Currently GM only sells one engine in CANUS that requires Dexos2. But there are tens of others sold in other markets. Engines sold in these other markets have different viscosity requirements and therefore several different viscosities have received the Dexos2 certification. 

As has already been pointed out Dexos2 of the correct viscosity is readily available at any GM dealership along with the correct oil filter which appears to be a unique unit.


----------



## sciphi (Aug 26, 2011)

I do know that dexos1 and dexos2 are global specifications. But, if a GM dealer is not nearby and one is not passing by one anytime soon, it's nice to know what other oils meet the specification. Believe it or not, some folks who will purchase a Cruze Diesel will run into that exact situation. I was in that situation where the nearest GM dealer was 25 miles away. Very inconvenient to go just for an oil change. Some NAPA stores carry Liqui-Moly. And, other stores carry Mobil 1 ESP 0w-40. It's not like finding dexos1 5w-30, which is readily available even in remote parts of North America.


----------



## Tomko (Jun 1, 2013)

sciphi said:


> I do know that dexos1 and dexos2 are global specifications. But, if a GM dealer is not nearby and one is not passing by one anytime soon, it's nice to know what other oils meet the specification. Believe it or not, some folks who will purchase a Cruze Diesel will run into that exact situation. I was in that situation where the nearest GM dealer was 25 miles away. Very inconvenient to go just for an oil change. Some NAPA stores carry Liqui-Moly. And, other stores carry Mobil 1 ESP 0w-40. It's not like finding dexos1 5w-30, which is readily available even in remote parts of North America.


Not yet. 

But as already pointed out the only engine sold in CANUS that requires Dexos2 is the RPO LUZ in the Cruze Diesel. 

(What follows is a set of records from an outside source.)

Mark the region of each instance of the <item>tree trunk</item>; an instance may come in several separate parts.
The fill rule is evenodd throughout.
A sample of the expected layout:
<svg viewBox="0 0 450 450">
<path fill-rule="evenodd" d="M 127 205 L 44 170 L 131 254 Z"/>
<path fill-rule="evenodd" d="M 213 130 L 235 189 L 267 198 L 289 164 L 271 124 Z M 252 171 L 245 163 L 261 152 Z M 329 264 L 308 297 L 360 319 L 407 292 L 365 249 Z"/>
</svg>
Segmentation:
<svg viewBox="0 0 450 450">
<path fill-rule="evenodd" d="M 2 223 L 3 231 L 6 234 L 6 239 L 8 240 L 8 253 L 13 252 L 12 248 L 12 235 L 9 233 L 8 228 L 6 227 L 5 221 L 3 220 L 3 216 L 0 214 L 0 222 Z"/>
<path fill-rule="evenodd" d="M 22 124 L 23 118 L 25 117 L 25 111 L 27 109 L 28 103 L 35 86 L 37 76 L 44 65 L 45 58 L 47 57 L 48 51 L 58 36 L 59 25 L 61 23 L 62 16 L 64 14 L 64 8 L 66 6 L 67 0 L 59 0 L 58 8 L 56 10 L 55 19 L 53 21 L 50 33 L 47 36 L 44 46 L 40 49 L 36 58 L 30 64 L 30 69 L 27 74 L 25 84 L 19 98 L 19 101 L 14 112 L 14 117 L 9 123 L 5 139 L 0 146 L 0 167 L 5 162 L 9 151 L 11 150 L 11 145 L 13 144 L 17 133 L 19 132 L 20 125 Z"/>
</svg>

Published reports indicate that as of June 30 Chevrolet had only sold 182 units. Do you seriously expect that someone other than a Chevrolet dealer would sell an oil for an engine with such slight market penetration? Furthermore, how many of those do you suspect are in need of an oil change today?

Maybe in a year when 20,000 are on the road and in need of an oil change NAPA can make a business case to stock the recommended oil.


----------



## 70AARCUDA (Nov 14, 2010)

dexos™ 2_ - "...or *equivalent*..."_


----------



## ChevyMgr (Oct 27, 2010)

GM quit using W40 oil in the late 80's. Problem was the left side of engines (emission side) would be totally sludged and the right would be clean as a whistle. Lots of problems with that oil.

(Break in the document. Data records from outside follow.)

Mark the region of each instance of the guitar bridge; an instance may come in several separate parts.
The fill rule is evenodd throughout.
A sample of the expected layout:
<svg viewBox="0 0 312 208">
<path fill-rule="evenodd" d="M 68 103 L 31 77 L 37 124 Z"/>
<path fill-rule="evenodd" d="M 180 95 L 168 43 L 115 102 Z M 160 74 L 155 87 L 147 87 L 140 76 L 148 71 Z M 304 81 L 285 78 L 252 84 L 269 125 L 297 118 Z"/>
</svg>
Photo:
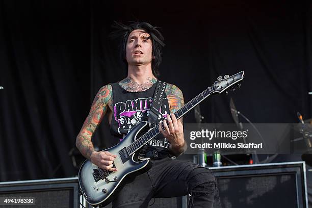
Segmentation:
<svg viewBox="0 0 312 208">
<path fill-rule="evenodd" d="M 113 168 L 116 168 L 114 162 L 113 162 Z M 106 179 L 112 172 L 113 171 L 104 170 L 102 168 L 96 168 L 93 169 L 92 175 L 93 175 L 93 177 L 94 178 L 95 182 L 97 182 L 99 180 L 104 180 Z"/>
</svg>

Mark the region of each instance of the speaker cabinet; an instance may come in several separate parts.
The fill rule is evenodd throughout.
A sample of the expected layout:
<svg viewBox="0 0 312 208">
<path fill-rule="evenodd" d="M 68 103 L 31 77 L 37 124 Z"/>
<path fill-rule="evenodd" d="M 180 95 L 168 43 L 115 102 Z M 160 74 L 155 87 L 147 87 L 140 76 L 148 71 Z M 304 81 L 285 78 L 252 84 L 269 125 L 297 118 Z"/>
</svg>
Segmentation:
<svg viewBox="0 0 312 208">
<path fill-rule="evenodd" d="M 0 197 L 35 198 L 35 204 L 0 205 L 0 207 L 77 207 L 79 187 L 77 178 L 1 183 Z"/>
</svg>

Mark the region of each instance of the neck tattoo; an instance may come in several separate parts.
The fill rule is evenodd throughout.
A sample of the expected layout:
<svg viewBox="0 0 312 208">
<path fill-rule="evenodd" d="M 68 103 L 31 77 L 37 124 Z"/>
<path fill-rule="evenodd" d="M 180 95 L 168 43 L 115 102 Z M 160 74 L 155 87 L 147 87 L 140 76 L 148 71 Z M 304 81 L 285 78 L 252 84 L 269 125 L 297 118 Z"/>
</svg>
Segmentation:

The current available Dexos2 is part #88865157, but it's liters. Yet they state in their message that it is just under $5 per quart dealer cost. So they of course will retail for more. :blink:


----------



## sciphi (Aug 26, 2011)

Comparing 1980's conventional 10w-40 to modern synthetic 0w-40 or 5w-40 is like comparing an Apple II to a MacBook. The modern oil is so much better at the task at hand it's ridiculous. Old 10w-40's were heavily dependent on viscosity improvers that did break down and sludge up. Better basestocks and additive packages eliminated that problem for today's 40-weight oils when changed regularly. And, 0w-40 and 5w-40 are generally fully synthetic oils that are far more tolerant of high temperatures and pressures than any 10w-40 would ever be.


----------



## pandrad61 (Jul 8, 2015)

Castrol edge, gold and black bottle synthetic is dexos 2 approved. Also found at all Wal-Mart and parts stores


----------



## diesel (Jun 8, 2013)

pandrad61 said:


> Castrol edge, gold and black bottle synthetic is dexos 2 approved. Also found at all Wal-Mart and parts stores


This must be a recent development. Good find!


----------



## CruzeDan (May 17, 2015)

Not the regular Castrol Edge, its a special version formulated for gas and diesel motors.


----------



## shvlhead78 (Jun 2, 2015)

So yes the oil is no where. Dealer only hmm:2cents: I found out when i talked dealer into a free oil change. Purchased from independent dealer. Go to my friends shop oil change ,tire rotation . 5 hours later finished . local dealers had no oil in stock except one had 4qts:eusa_clap:
Need 4.5 yes. So of course the shop had a delivery coming in with some. No local auto shops had any dexos 2 - 1 only imagine that.
So not happy i did a search. *Titan GT1 Pro Flex SAE 5w30 Synthetic Motor Oil*

My jugs say dexos 2 approved cannot find any that say it now. They do not even say pro flex
Got lucky 3ea 5 liter jugs 118.00 shipped 5.20 Qts per jug 39.33 per jug. 7.56 a qt. Now 55$ a jug
and found this also a full syn not a blend that they used in my car

Fuchs *Titan GT1 PRO FLEX 5W-30 Synthetic Motor Oil -approvals: ACEA C3, ACEA A3/B3; API SM; BMW LONGLIFE-04; MB-APPROVAL 229.51; GM *_DEXOS 2_*; VW 502.00, VW 505.00, VW ... 
There is oil out there i am very choosy about my oil.
My f350 powerstroke i run Scheaffers oil made in St. Louis Mo feel it is the best oil out there but no dexos 2 approval. I run 10000 mile oil changes with analysis. Built before heavy emissions took place and never an issue specs on analysis come back are always Awesome. I do think that the new Castrol Magnatech is dexos 2. So i did check only Dexos 1*


----------



## Gator (Jul 14, 2013)

Mobil 1 ESP pepboys


----------



## BlueTopaz (Aug 25, 2012)

An old thread brought back up. The OP is from Denmark, so his choice might be limited.


----------



## diesel (Jun 8, 2013)

I've had good luck with this TOTAL/Elf 182950 Engine Oil


----------



## CruzeDan (May 17, 2015)

I think I am going to use the TOTAL once I am out of my complete care, unless I can find the full synthetic Dexos 2 at the dealer.


----------



## Tomko (Jun 1, 2013)

diesel said:


> I've had good luck with this TOTAL/Elf 182950 Engine Oil





CruzeDan said:


> I think I am going to use the TOTAL once I am out of my complete care, unless I can find the full synthetic Dexos 2 at the dealer.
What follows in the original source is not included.